I bit my lip and looked down at my shoes before answering. "I mean, I wouldn't hate it. I want Alaynah to have a brother or sister someday."

"Very true. So, uh, when do you want to start trying?" He asked seductively. He scooted closer and started lightly kissing my neck. I tugged on his shirt, and he started to take it off, but that's not what I wanted.

"Not now. Alaynah will be up soon." He nodded disappointedly, but kept one arm around me as I rested my head between his head and his shoulder. It seemed to always fit so perfectly. We sat there for about 15 minutes before Alaynah woke up, and was obviously cranky.

"Ugh, I'll get her." I said. Freddie nodded, and I jogged upstairs to comfort my crying daughter. "What's the matter sweetie?" I asked her sweetly. She didn't listen though. She continued to stand up in her crib, holding the side to keep herself balanced, and scream with drool dripping down her mouth. I picked her up and out of the crib and carried her shaking body downstairs.

"Is she ok?" Freddie asked concerned. She was still crying when we had arrived downstairs.
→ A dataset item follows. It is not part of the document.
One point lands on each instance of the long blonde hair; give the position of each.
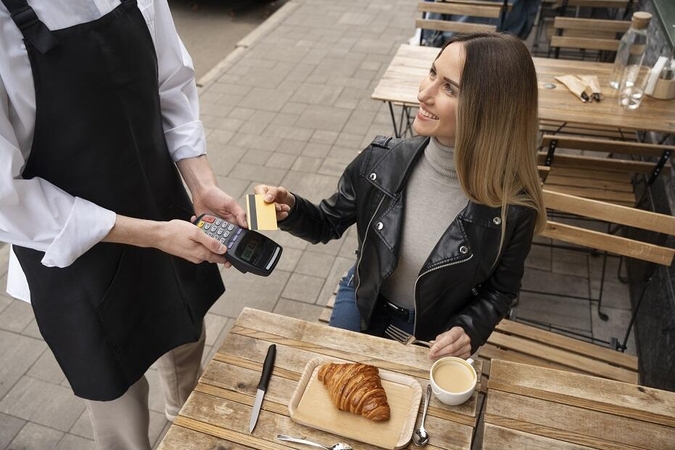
(497, 124)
"Yeah, I think so." I set her down in the high chair where she squirmed and screamed, banging on the table part. "Ok, ok. No high chair. Well, what do you want?" I asked her. I nuzzled my nose against her cheek, which was flushed. I kissed her, and set her down on Freddie's lap on the couch. She shifted her whole body into his stomach as he held her tight. She continued to cry, but the cries were muffled, due to the fact that her face was buried in Freddie's shirt. "I'll make her some dinner." I made a small bowl of Spaghetti-o's and set them down on the coffee table in front of the couch. Freddie picked them up and started to feed them to her. She ate them willingly and quickly and instantly perked up. She smiled bright and wide at Freddie when she was done and playfully jumped up and down on him.

"Dada!" She screamed before he tossed her up in the air.

"Be careful you two." I told them while cleaning up Alaynah's dinner and our own that we had eaten. After I was done, I joined the two on the couch and snuggled Alaynah close to me. She was so big and I didn't want her to get any bigger.

"I can't believe she's already one." Freddie said quietly in awe.

"Hey! She's not one yet. I still have one more day with my little girl." I kissed the top of her head and rocked back in forth with her in my arms.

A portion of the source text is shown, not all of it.